From the Architectural League in 1905, via the New York Public Library scrapbooks, a proposal for an elevated highway and new “dignified” piers in the Hudson River, off Greenwich Village. This is one of those cases where the history is reasonably straightforward and easy to trace, it just sounds made-up.

As I’ve discussed before, New York has a four-hundred-year history of filling in at the river edges to create more land. That couldn’t continue forever, and in the late nineteenth century that stoppable force ran into an immoveable object: the Army Corps of Engineers. They set the pierhead lines (which define the permissible outboard edges of piers) in navigable waterways, and the city had gone as far as it could go. The original Commissioners’ Plan for the street grid had twelve avenues running north south; there had been so much landfill that Thirteenth Avenue had been laid out. By the time this map was made in 1895, the piers at the north end of Greenwich Village, just south of where the west shore of Manhattan takes a bend, had been reduced to stubs, crushed between the immoveable pierhead line and the landfill pushing west:

This might have been tolerated except for an unrelated change: steamships were getting bigger. And they were getting bigger rapidly, as the technology of steel hulls and marine turbine engines matured. But none of the old piers (such as piers 39 to 45) could be extended further into the river. The obvious, and I’m sure painful, answer was to remove landfill and re-shrink the land.
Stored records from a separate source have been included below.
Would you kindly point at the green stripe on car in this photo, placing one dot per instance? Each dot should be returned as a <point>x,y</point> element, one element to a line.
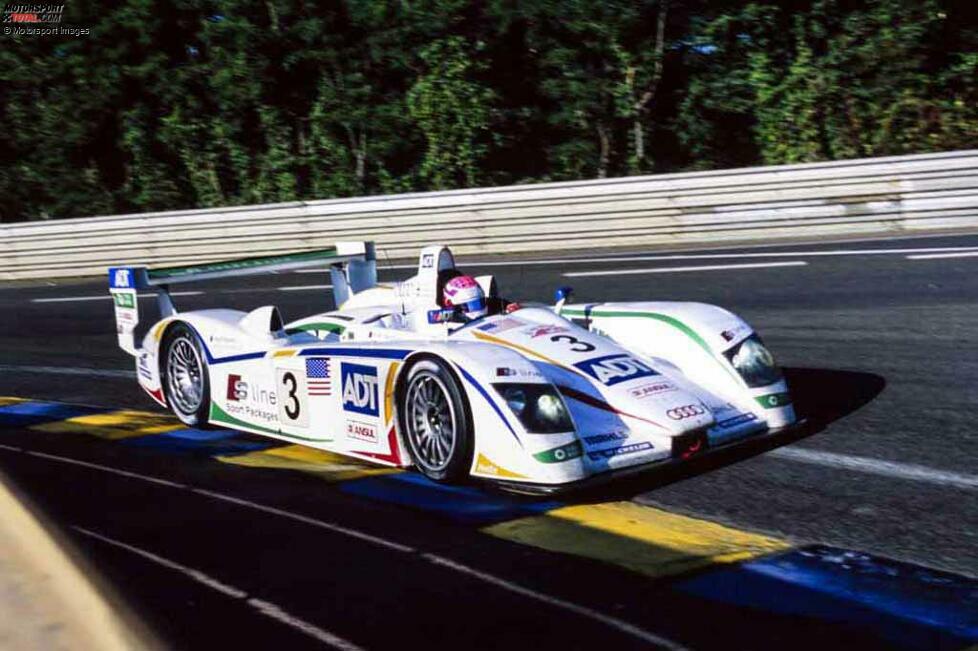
<point>173,273</point>
<point>664,318</point>
<point>563,453</point>
<point>221,417</point>
<point>773,400</point>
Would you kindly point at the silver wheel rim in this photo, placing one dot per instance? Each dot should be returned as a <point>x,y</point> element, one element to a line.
<point>184,375</point>
<point>430,421</point>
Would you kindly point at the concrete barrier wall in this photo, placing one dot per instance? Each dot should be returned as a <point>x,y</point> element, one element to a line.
<point>904,193</point>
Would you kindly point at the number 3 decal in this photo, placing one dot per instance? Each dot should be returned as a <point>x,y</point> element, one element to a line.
<point>577,345</point>
<point>291,398</point>
<point>292,411</point>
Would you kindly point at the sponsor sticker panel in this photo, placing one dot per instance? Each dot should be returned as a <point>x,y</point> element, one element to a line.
<point>359,389</point>
<point>610,370</point>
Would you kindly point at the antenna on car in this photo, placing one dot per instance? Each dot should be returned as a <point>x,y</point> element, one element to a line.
<point>390,269</point>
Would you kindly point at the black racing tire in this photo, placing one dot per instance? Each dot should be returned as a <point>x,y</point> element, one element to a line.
<point>184,376</point>
<point>436,424</point>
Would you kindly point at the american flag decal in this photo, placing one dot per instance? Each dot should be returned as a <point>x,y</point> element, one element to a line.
<point>317,376</point>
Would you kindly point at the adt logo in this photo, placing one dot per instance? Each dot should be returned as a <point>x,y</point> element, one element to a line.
<point>359,388</point>
<point>612,369</point>
<point>121,278</point>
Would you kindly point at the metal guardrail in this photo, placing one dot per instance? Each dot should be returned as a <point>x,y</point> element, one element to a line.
<point>904,193</point>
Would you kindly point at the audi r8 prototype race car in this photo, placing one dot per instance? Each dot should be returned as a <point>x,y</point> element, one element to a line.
<point>537,397</point>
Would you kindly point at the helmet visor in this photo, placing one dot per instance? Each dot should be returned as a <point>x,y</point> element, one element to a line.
<point>475,305</point>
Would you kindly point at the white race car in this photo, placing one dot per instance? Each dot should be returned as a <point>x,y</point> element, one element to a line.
<point>542,398</point>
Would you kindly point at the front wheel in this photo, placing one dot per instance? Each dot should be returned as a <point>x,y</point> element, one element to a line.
<point>435,418</point>
<point>184,376</point>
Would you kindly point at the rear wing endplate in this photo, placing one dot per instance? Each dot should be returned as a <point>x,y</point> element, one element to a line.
<point>352,266</point>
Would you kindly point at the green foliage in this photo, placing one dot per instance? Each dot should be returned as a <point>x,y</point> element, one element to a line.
<point>186,103</point>
<point>453,113</point>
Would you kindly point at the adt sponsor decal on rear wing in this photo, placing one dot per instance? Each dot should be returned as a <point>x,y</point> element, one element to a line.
<point>124,282</point>
<point>352,267</point>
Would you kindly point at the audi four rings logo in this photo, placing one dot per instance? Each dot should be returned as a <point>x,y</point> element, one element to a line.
<point>686,411</point>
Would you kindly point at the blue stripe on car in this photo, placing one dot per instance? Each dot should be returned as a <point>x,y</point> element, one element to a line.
<point>489,399</point>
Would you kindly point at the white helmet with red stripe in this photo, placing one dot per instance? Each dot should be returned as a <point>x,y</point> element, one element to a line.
<point>464,292</point>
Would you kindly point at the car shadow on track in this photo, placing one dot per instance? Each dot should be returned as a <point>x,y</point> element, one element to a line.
<point>821,397</point>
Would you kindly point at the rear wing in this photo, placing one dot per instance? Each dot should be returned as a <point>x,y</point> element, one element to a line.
<point>352,267</point>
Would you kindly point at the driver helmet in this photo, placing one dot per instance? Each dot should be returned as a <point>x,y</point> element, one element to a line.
<point>463,292</point>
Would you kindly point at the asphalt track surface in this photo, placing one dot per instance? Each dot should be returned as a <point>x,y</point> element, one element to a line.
<point>877,338</point>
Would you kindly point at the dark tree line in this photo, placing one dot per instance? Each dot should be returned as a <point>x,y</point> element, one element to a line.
<point>185,103</point>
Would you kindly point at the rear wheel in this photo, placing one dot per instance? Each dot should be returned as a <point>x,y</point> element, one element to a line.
<point>184,376</point>
<point>436,424</point>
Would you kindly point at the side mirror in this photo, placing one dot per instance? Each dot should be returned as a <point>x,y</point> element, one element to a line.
<point>561,296</point>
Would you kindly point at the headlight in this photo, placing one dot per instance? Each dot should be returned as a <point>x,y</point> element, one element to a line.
<point>754,362</point>
<point>538,406</point>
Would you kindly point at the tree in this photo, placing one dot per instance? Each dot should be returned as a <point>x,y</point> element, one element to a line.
<point>452,111</point>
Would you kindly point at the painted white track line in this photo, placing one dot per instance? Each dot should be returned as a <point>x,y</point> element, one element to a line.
<point>300,288</point>
<point>102,297</point>
<point>940,256</point>
<point>68,370</point>
<point>613,622</point>
<point>666,270</point>
<point>878,467</point>
<point>264,607</point>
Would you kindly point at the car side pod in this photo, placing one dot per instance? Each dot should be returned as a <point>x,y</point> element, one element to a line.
<point>665,471</point>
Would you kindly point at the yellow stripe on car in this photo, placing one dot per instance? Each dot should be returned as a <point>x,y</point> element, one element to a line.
<point>639,538</point>
<point>485,466</point>
<point>389,392</point>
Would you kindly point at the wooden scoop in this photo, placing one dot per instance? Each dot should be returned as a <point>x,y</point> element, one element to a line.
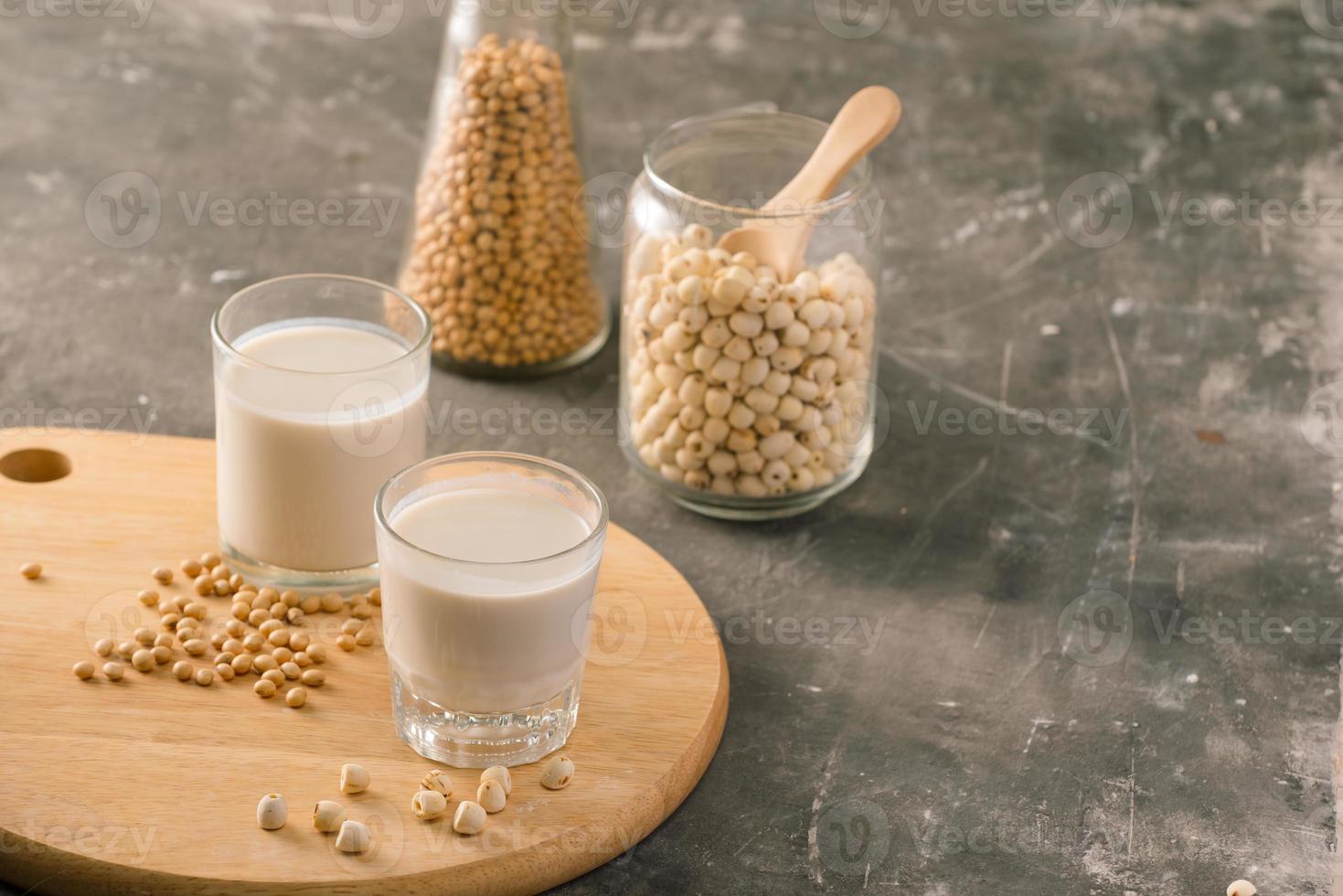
<point>862,123</point>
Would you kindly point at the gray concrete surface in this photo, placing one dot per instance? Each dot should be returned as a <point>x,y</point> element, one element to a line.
<point>998,732</point>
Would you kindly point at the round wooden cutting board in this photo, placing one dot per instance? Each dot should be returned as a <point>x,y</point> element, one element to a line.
<point>151,784</point>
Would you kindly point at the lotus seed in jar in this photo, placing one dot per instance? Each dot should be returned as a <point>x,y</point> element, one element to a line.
<point>748,391</point>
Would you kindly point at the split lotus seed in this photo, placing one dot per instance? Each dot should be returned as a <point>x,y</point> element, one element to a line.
<point>354,778</point>
<point>272,812</point>
<point>429,804</point>
<point>469,818</point>
<point>328,816</point>
<point>490,795</point>
<point>354,837</point>
<point>558,773</point>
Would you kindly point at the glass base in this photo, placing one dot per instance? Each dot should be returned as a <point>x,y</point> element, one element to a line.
<point>747,509</point>
<point>484,739</point>
<point>263,574</point>
<point>475,369</point>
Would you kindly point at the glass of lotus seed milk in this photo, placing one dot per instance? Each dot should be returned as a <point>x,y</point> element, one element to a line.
<point>489,566</point>
<point>320,397</point>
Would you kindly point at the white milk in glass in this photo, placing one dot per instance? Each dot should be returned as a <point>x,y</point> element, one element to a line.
<point>506,633</point>
<point>311,422</point>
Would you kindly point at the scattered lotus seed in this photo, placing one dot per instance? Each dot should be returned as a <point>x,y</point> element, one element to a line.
<point>354,837</point>
<point>469,818</point>
<point>500,774</point>
<point>354,778</point>
<point>272,812</point>
<point>438,781</point>
<point>429,804</point>
<point>328,816</point>
<point>558,773</point>
<point>490,795</point>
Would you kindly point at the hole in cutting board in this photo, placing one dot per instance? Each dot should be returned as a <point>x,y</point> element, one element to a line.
<point>35,465</point>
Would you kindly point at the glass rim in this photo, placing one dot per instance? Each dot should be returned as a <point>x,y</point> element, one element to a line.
<point>231,351</point>
<point>862,166</point>
<point>512,457</point>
Here’s a 1904 map of the same area:

You can ignore the “Marginal Way” right next to the piers. That was an apron for loading and unloading, not a through street. But note how the line of West Street, which was on the river south of West 11th Street but a block inland north of there, is now on the river all the way to 22nd Street. The northern portion of that line has been named Eleventh Avenue, and the old grid-aligned Eleventh is gone, along with everything west of the West Street line. The only exception is the tight grid of the West Washington Market, turned into a small peninsula. That peninsula survives today, with a tiny piece of Thirteenth Avenue at its western edge.
So the pier proposal became a reality, allowing New York to continue serving the bigger passenger liners. Pier 54 was used by the Cunard line, including RMS Mauritania and RMS Lusitania; Pier 59 was used by the White Star line, including RMS Olympic, and, if things had gone differently, RMS Titanic. The elevated highway proposal waited a few decades before re-emerging as the West Side Highway.
As ships continued to get bigger, the same cycle repeated uptown, leading to the construction of the bigger Passenger Ship Terminal at piers 84 to 94 by excavating into the west side and giving Twelfth Avenue an inward curve. The downtown piers were eventually abandoned for maritime use; some were demolished and turned into a piece of the new Hudson River Park; some were turned into the Chelsea Piers recreation complex.